TPPで大きく変わる可能性がある肉の価格。消費者の選択肢が増えると期待される=東京都江東区のサンケイスーパー【拡大】
ただ、輸入の豚肉にかかる関税は、安い価格帯の豚肉が現行の1キロ当たり482円を10年目に50円に、高い豚肉の関税(価格の4・3%)を10年目に撤廃する方向で、輸入の牛肉よりもさらに安くなる可能性がある。
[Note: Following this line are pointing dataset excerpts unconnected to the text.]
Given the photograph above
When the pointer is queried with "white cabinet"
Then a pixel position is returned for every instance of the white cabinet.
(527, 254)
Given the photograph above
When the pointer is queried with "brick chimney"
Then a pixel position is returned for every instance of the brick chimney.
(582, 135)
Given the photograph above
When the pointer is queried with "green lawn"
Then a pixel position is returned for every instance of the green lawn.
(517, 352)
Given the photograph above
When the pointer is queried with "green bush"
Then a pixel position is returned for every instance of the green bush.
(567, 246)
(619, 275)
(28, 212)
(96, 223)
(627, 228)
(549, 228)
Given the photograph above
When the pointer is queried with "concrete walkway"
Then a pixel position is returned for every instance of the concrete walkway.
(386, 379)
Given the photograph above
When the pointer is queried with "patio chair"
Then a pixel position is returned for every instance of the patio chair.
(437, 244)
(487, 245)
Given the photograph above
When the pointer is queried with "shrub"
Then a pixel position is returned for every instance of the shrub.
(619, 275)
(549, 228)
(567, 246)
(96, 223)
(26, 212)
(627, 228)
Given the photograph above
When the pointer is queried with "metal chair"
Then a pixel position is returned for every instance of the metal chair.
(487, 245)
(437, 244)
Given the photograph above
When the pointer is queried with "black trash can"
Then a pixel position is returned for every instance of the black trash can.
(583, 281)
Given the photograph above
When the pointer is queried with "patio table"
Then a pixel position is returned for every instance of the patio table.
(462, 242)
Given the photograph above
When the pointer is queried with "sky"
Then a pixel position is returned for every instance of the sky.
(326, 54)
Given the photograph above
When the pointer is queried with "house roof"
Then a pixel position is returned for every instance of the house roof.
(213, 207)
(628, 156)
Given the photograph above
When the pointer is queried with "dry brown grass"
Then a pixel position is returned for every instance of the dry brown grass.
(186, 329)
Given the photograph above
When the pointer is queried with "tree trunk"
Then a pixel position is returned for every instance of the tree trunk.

水野代表は「肉は、値段が高い順に牛→豚→鶏というイメージが強かったが、TPPが発効すれば、肉の種類にかかわらず、さまざまな価格帯の商品がそろう。消費者にとっては、選択肢が増えることになる」と期待を寄せる。
魚の旬ゆらぐ?
一方、輸入肉の価格が安くなることで、輸入や国産に関係なく、魚介類の価格も下がるとみられる。全国漁業協同組合連合会(全漁連)によると、総務省の消費者物価指数の動きから、牛肉の価格が20%下がると、魚介類の価格が15%下がるという関係が認められるという。国内の漁業者への影響が大きいとして、全漁連はTPP交渉が大筋合意した翌日の今月6日、国に対して漁業者への支援を求める声明を出した。